Re: write count increase after 1.2 update

Posted by aaron morton <aa...@thelastpickle.com>.

You *may* be seeing this https://issues.apache.org/jira/browse/CASSANDRA-2503

It was implemented in 1.1.0 but perhaps data in the original cluster is more compacted than the new one. 

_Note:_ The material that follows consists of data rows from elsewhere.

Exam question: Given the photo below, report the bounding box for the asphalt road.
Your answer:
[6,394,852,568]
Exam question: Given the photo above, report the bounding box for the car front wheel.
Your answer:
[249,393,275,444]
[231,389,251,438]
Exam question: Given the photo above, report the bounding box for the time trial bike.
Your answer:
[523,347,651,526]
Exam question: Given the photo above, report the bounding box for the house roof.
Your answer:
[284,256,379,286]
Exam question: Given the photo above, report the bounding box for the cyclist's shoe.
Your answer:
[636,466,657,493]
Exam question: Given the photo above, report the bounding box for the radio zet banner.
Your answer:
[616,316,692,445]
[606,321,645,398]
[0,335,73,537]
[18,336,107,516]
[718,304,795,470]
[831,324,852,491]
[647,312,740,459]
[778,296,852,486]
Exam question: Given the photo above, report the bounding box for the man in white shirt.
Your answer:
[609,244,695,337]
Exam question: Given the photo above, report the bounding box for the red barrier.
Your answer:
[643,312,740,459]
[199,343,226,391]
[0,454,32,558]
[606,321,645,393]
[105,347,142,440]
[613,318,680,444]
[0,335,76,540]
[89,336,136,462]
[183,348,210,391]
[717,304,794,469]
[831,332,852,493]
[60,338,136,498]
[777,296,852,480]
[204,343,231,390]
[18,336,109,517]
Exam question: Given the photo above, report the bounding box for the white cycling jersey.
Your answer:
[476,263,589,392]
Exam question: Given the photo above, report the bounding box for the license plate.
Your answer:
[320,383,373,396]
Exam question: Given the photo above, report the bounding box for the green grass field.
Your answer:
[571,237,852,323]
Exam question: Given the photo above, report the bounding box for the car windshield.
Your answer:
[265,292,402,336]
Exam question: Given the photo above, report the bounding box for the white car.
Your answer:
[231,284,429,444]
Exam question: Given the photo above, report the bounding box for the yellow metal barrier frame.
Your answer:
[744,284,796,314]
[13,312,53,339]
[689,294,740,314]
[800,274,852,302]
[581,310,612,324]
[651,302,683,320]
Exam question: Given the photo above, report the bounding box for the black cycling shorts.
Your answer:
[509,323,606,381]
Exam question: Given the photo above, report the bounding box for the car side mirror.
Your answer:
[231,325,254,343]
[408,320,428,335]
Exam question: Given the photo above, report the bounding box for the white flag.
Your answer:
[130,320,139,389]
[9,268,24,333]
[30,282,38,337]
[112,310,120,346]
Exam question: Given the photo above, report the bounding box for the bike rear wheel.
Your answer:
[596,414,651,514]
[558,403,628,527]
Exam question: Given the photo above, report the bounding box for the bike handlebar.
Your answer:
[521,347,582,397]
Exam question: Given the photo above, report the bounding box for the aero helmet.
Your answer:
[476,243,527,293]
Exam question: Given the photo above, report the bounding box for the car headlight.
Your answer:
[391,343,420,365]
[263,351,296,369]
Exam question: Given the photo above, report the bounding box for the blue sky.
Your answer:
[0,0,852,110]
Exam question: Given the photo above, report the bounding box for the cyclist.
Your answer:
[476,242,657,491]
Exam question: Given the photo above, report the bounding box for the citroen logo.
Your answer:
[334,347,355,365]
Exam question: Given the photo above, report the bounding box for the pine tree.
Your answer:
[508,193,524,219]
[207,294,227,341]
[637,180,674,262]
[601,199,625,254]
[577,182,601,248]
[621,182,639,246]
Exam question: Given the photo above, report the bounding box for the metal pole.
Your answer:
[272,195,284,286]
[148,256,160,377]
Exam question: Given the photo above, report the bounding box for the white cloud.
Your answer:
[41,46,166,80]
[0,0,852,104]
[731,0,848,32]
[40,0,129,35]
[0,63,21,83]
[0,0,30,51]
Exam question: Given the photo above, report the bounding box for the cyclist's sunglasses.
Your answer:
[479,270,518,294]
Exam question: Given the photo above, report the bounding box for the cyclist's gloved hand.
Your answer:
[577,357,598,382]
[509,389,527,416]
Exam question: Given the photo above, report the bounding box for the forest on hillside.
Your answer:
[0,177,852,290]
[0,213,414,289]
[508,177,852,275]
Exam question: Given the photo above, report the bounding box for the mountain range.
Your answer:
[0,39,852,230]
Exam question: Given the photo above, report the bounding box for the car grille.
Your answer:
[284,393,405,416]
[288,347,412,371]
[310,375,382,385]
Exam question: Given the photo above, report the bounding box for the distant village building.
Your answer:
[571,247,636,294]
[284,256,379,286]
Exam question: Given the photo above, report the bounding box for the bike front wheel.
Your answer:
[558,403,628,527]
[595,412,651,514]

Are the increases for all CF's are just a few?
Do you have a work load of infrequent writes to rows followed by wide reads ?

Cheers

-----------------
Aaron Morton
Freelance Cassandra Developer
New Zealand

@aaronmorton
http://www.thelastpickle.com

On 16/01/2013, at 6:23 AM, Reik Schatz <re...@gmail.com> wrote:

> Hi, we are running a 1.1.6 (datastax) test cluster with 6 nodes. After the recent 1.2 release we have set up a second cluster - also having 6 nodes running 1.2 (datastax).
> 
> They are now running in parallel. We noticed an increase in the number of writes in our monitoring tool (Datadog). The tool is using the write count statistic of nodetool cfstats. So we ran nodetool cfstats on one node in each cluster. To get an initial write count. Then we ran it again after 60 sec. It looks like the 1.2 received about twice the amount of writes. 
> 
> The way our application is designed is that the writes are idempotent, so we don't see a size increase. Were there any changes in between 1.1.6 > 1.2 that could explain this behavior?
> 
> I know that 1.2 has the concept of virtual nodes, to spread out the data more evenly. So if the "write count" value was actually the sum of all writes to all nodes in the, this increase would make sense.
> 
> Reik
> 
> ps. the clusters are not 100% identical. i.e. since bloom filters are now off-heap, we changed settings for heap size and memtables. Cluster 1.1.6: heap 8G, memtables 1/3 of heap. Cluster 1.2.0: heap 4G, memtables 2G. Not sure it can have an impact on the problem.